As with all histories, Curbelo’s book has both strengths that make it well worth the time to read, and weaknesses that prevent it from becoming a more significant contribution to the historiography. Perhaps the book’s most important contribution is its wealth of primary information coming from interviews and oral histories. While some portions of the book are filled with random dates and information, the majority of the book is a rather personal look at the beginnings of the Church in Argentina, with glimpses into the personal lives of the earliest members. In preparing the book, Curbelo interviewed a number of the earliest members of the Church in Argentina as well as the descendants of those who had died. By conducting these interviews and recording these stories alone, Curbelo has made an important contribution to Mormon history, and has helped to preserve a history which otherwise might be lost. It is sincerely hoped that Curbelo will, at some point, deposit his notes of these interviews in an archive where they can be accessed and combed for further information regarding the beginnings of Argentine Mormonism.
Additionally, while the title of the book suggests that it would be entirely provincial, Curbelo acknowledges not only the American origins of the Church, but also the Church’s Latin American origins. The first two chapters describe Parley P. Pratt’s mission to Chile, and the origins of the Church in Mexico as important preludes to the introduction of Mormonism to Argentina. While both chapters are rushed and could undoubtedly be expanded and improved, they help to contextualize the remainder of the book and perhaps set a precedent which Americanist Mormon historians would be wise to follow.
While Curbelo recognized the importance of contextualizing the beginnings of Argentine Mormonism within the growth of the Church in other Latin American countries, he did not, unfortunately, contextualize the growth of the Church within the context of Argentine history. Absent from the book are references to the political chaos which enveloped Argentina during these years. His chapter on the growth of the Church during the 1970s and 1980s omitted any reference to the Argentine “Dirty War,” during which, by some estimates, 30,000 Argentines “disappeared” due to government purges. While this remains an uncomfortable subject for most Argentines, it nevertheless profoundly affected their lives during that period and would have made an important addition to the book. One section of the book does refer to an interesting interchange between David O. McKay and Argentine President Juan Perón, but it fails to adequately acquaint the reader with the politics and ideas which Perón adhered to. Hence, some readers were undoubtedly left to their vague recollections of a supporting character in the movie Evita.

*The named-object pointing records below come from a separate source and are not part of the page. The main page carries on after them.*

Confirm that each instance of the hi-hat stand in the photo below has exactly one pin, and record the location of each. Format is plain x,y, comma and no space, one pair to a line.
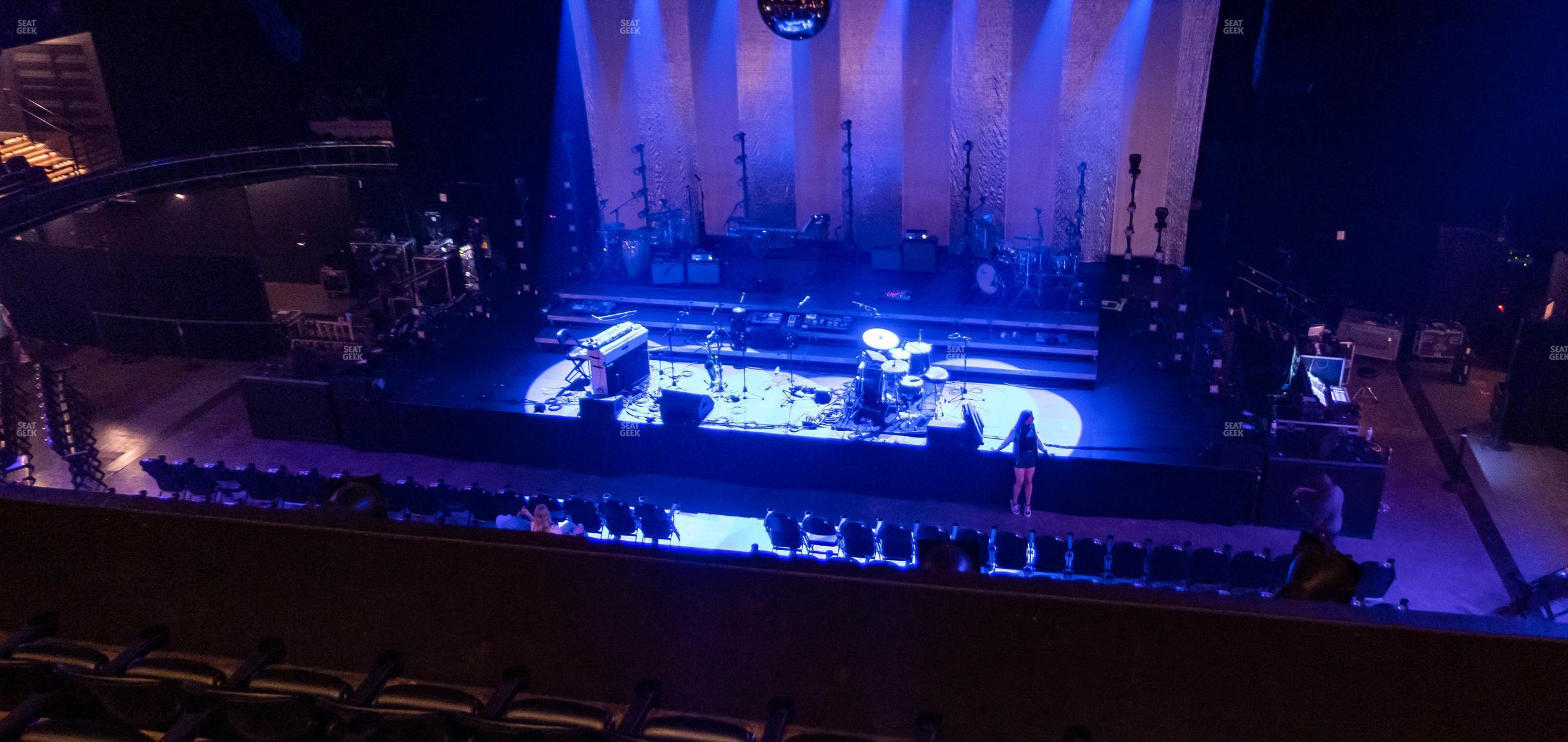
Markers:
849,183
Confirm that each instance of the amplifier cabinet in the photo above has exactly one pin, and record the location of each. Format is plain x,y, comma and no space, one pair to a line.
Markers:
1439,340
1376,336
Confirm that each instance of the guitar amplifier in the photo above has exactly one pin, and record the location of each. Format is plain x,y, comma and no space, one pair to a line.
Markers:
1439,340
1376,334
618,358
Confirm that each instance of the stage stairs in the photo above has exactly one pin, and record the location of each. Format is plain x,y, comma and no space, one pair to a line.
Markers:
1006,344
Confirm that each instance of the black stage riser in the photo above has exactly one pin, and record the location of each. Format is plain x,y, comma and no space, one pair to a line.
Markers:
1087,487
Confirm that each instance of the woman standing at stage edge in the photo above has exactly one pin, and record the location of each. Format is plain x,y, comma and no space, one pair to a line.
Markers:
1026,450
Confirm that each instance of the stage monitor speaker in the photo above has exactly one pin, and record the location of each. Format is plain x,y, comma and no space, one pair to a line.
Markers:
669,272
949,435
291,410
601,410
1528,407
684,408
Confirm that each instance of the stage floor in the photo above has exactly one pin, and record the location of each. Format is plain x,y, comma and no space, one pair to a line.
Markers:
1138,413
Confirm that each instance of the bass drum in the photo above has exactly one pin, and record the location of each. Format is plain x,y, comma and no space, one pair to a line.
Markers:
992,277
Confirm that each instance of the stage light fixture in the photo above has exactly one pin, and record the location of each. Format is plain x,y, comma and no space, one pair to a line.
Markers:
796,19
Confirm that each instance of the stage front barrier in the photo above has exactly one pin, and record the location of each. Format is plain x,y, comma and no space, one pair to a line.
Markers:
1362,484
1070,485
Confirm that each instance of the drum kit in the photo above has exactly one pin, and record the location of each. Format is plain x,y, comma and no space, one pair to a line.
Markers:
1021,267
896,375
631,250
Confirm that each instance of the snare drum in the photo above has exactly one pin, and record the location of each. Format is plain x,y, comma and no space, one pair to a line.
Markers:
919,356
894,371
869,385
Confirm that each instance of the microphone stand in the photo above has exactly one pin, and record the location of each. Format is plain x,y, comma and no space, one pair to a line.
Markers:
963,388
670,347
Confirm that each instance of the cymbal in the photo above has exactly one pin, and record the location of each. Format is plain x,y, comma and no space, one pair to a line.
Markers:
880,340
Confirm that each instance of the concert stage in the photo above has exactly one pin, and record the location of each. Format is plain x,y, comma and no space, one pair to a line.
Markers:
1129,447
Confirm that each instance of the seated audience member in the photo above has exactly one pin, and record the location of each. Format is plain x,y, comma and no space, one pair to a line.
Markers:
513,522
541,522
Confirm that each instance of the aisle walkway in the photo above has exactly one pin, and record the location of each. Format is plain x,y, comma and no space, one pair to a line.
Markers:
168,407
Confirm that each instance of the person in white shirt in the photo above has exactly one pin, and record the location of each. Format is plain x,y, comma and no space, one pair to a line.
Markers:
1322,507
12,350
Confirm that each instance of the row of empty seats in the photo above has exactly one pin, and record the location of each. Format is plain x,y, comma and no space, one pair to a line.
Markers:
1068,557
57,691
405,499
883,543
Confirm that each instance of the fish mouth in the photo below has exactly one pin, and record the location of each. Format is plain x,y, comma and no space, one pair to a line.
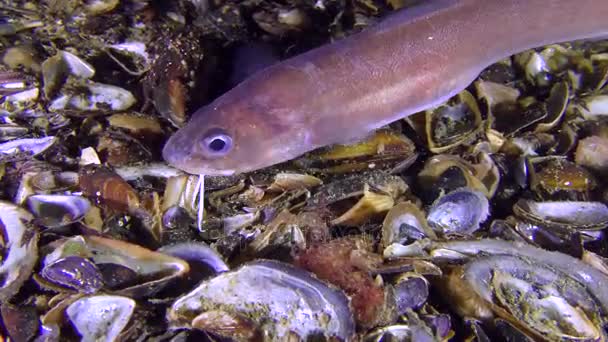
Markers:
177,156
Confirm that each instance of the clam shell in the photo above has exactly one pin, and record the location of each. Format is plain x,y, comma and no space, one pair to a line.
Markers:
277,296
566,215
18,240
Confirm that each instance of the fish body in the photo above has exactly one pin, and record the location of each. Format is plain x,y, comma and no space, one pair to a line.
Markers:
415,59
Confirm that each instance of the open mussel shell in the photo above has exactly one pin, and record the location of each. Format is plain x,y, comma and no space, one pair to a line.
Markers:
445,173
125,269
101,318
564,215
18,241
382,149
459,212
279,298
405,222
463,251
58,210
411,290
540,300
74,272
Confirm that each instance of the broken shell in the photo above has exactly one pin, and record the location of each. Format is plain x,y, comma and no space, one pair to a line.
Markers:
459,212
98,7
101,317
95,97
101,182
405,222
56,69
26,148
556,107
558,178
246,291
354,186
19,242
445,173
383,149
293,181
592,152
134,50
507,112
506,283
18,102
593,106
75,273
372,203
137,125
198,253
148,271
54,211
452,123
564,214
453,251
347,262
411,291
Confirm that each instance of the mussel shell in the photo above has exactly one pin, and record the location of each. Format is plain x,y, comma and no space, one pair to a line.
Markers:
58,210
536,295
459,212
74,272
19,242
101,317
275,295
564,215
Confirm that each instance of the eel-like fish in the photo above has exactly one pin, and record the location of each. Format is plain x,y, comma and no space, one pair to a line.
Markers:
415,59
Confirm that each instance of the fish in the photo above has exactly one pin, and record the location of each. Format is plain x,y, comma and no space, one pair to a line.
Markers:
416,58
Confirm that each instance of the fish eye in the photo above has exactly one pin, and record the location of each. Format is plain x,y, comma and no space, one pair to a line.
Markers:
217,142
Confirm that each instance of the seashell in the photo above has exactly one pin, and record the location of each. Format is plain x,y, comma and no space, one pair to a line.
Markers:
102,317
245,291
382,149
23,148
116,193
18,102
559,178
128,269
405,222
54,211
56,69
75,273
372,203
593,106
592,152
21,322
411,291
459,212
19,239
556,107
97,97
452,123
565,215
293,181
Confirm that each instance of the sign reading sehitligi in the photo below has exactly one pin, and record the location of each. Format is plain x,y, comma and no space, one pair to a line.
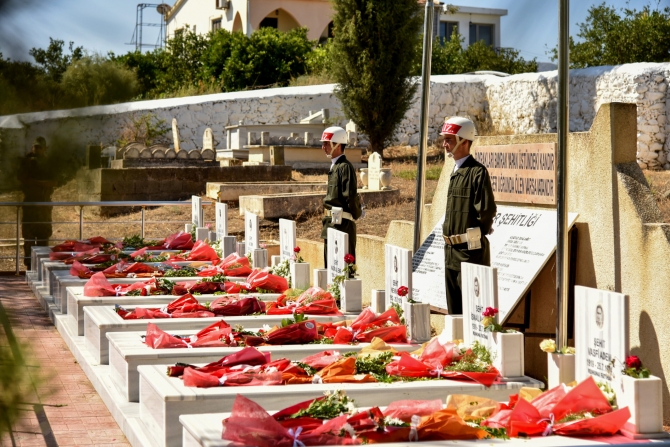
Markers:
521,173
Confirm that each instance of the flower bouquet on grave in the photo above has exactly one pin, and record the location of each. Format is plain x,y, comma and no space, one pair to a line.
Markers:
580,411
314,300
233,265
448,361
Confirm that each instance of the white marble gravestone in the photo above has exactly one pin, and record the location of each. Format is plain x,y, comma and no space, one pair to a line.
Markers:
522,242
338,246
221,220
197,214
398,264
287,238
479,285
374,171
251,232
208,140
175,135
601,334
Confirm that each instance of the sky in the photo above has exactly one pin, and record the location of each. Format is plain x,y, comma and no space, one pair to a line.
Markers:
531,26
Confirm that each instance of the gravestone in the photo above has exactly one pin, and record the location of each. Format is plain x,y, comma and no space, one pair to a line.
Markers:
208,139
197,214
374,171
522,242
479,285
398,264
175,135
251,232
338,246
221,210
601,335
287,239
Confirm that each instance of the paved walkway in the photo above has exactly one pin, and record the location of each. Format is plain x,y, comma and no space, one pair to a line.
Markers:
72,413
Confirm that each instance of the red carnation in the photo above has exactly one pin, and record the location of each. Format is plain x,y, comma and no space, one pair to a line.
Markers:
634,362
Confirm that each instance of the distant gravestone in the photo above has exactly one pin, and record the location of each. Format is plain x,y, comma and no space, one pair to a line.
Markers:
479,285
374,171
197,215
398,266
175,135
601,334
208,139
338,247
251,232
287,238
221,210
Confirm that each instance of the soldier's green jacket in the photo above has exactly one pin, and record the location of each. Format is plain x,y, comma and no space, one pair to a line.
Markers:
470,204
343,193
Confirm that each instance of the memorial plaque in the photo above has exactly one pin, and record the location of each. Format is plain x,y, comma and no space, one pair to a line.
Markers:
197,214
221,220
251,233
521,173
338,246
287,239
479,285
175,135
208,139
374,171
522,242
398,264
601,334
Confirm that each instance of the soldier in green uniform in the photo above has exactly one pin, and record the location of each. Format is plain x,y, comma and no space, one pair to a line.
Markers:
470,209
342,196
37,184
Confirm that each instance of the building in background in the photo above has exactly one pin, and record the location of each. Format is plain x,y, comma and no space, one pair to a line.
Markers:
246,16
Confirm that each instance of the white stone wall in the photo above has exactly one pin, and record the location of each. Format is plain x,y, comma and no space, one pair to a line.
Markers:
517,104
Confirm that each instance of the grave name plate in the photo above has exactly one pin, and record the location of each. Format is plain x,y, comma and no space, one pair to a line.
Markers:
601,334
398,262
374,171
197,214
251,232
287,239
522,242
221,210
338,246
480,290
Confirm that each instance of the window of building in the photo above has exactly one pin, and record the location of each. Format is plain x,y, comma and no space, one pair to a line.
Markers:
446,30
270,22
481,32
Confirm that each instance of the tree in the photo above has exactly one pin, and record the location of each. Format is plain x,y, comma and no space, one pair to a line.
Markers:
608,38
375,47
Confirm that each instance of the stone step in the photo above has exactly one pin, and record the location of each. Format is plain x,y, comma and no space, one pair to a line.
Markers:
100,320
163,399
274,206
77,302
127,351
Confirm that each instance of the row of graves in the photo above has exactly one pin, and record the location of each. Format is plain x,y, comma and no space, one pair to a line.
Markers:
196,341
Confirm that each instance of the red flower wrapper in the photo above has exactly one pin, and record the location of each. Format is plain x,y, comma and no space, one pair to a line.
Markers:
293,334
234,305
214,335
98,285
201,251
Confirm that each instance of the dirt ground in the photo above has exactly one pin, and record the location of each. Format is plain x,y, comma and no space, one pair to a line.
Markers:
165,220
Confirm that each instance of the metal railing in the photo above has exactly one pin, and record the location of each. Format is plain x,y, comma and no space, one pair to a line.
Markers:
142,205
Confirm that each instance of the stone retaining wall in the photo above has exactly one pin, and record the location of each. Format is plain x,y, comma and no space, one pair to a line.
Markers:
517,104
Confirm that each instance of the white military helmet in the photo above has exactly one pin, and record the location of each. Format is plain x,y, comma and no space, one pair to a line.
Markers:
461,127
336,135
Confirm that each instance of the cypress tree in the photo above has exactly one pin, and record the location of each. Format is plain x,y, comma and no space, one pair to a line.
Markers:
376,46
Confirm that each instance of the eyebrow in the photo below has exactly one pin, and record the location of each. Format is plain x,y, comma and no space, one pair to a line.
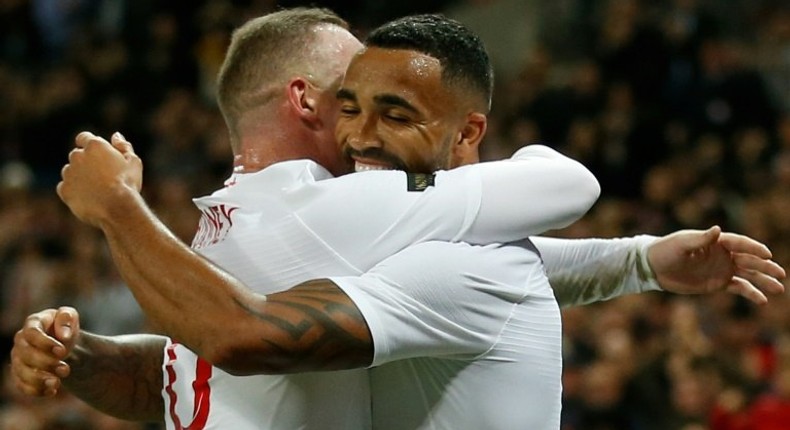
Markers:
346,94
383,99
391,99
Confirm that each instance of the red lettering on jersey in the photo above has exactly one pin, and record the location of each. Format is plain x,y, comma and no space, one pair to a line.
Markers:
215,223
200,386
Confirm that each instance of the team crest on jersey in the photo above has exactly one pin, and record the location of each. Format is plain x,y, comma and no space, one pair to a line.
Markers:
215,222
419,181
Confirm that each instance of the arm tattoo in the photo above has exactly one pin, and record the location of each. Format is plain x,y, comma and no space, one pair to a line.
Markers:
313,326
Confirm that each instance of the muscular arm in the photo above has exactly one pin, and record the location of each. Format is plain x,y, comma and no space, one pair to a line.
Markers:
685,262
314,326
536,190
120,376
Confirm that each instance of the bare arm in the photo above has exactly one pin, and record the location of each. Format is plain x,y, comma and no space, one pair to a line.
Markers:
313,326
685,262
121,375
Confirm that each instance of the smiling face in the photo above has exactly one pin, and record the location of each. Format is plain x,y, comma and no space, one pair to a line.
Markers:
397,113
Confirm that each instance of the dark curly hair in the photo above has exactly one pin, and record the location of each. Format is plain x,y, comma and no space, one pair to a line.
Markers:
460,51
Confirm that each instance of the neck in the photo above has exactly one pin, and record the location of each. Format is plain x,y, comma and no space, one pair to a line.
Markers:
266,138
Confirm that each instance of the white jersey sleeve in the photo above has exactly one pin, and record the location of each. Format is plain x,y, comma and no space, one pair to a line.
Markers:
440,299
538,189
583,271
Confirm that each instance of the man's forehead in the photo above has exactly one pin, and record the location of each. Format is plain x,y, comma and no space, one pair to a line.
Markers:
409,61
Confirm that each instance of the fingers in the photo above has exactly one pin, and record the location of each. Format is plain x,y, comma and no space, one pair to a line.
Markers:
751,262
748,291
121,144
86,138
36,357
739,243
696,239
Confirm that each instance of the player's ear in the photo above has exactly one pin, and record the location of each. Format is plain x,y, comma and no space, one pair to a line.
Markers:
466,148
303,99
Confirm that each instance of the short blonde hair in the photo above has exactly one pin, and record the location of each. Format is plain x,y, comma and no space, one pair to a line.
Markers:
265,52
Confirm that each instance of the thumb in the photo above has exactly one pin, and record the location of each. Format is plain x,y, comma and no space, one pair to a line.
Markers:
66,325
705,238
122,145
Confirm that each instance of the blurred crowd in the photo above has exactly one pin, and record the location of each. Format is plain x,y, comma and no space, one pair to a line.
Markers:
680,107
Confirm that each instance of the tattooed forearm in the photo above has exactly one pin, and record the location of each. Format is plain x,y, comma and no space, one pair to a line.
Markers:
121,376
314,326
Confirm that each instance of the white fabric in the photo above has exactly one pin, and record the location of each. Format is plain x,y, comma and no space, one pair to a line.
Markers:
583,271
288,223
466,337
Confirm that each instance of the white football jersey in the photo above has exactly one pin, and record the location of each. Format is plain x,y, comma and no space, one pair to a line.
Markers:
290,223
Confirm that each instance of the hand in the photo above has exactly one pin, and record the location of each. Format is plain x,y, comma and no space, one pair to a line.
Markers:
698,262
97,175
40,348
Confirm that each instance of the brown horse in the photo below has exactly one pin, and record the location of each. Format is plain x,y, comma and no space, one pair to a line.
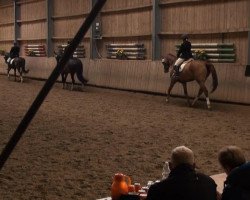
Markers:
17,64
195,70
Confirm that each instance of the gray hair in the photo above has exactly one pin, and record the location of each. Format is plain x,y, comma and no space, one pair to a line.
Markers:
182,155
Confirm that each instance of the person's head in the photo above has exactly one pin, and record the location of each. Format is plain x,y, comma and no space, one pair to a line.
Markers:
181,155
184,37
231,157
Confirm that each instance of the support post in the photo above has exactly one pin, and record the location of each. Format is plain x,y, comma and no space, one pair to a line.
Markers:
49,11
247,72
16,25
156,27
93,50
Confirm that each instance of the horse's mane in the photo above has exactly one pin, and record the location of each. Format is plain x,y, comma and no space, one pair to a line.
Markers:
172,55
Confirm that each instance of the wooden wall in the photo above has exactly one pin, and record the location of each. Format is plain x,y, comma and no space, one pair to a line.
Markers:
206,21
130,21
6,25
127,22
67,18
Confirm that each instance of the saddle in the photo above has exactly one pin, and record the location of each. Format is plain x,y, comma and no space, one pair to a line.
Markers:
184,64
10,60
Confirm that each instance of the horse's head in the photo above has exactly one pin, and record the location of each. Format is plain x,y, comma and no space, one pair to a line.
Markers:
168,61
58,55
166,64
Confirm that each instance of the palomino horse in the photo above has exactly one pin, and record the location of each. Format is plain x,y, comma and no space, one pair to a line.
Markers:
73,66
17,64
195,70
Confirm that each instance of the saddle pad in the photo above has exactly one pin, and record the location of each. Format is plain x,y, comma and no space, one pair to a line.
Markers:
184,63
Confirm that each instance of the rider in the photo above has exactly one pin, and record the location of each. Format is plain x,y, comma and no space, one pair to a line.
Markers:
184,53
14,52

In terms of writing, the book does not always flow, making the book seem a little longer than its 230 pages, but much of this problem may be the result of translation rather than poor writing. This is not to say that the book is poorly translated, but rather to remind the readers of the difficulties of language translation. All things considered, Erin Jennings has done a remarkable job in translating Curbelo’s book into English, a process which anyone will agree is by no means easy.
Overall, the book is an important step forward in the study of international Mormonism. It is to be hoped that in the future, a historian with an adequate understanding of both Mormon and Argentine history will be able to build upon Curbelo’s book and render an even more nuanced history of Mormonism in Argentina. Indeed it is to be hoped that further books will begin to fill in the story of the International Church.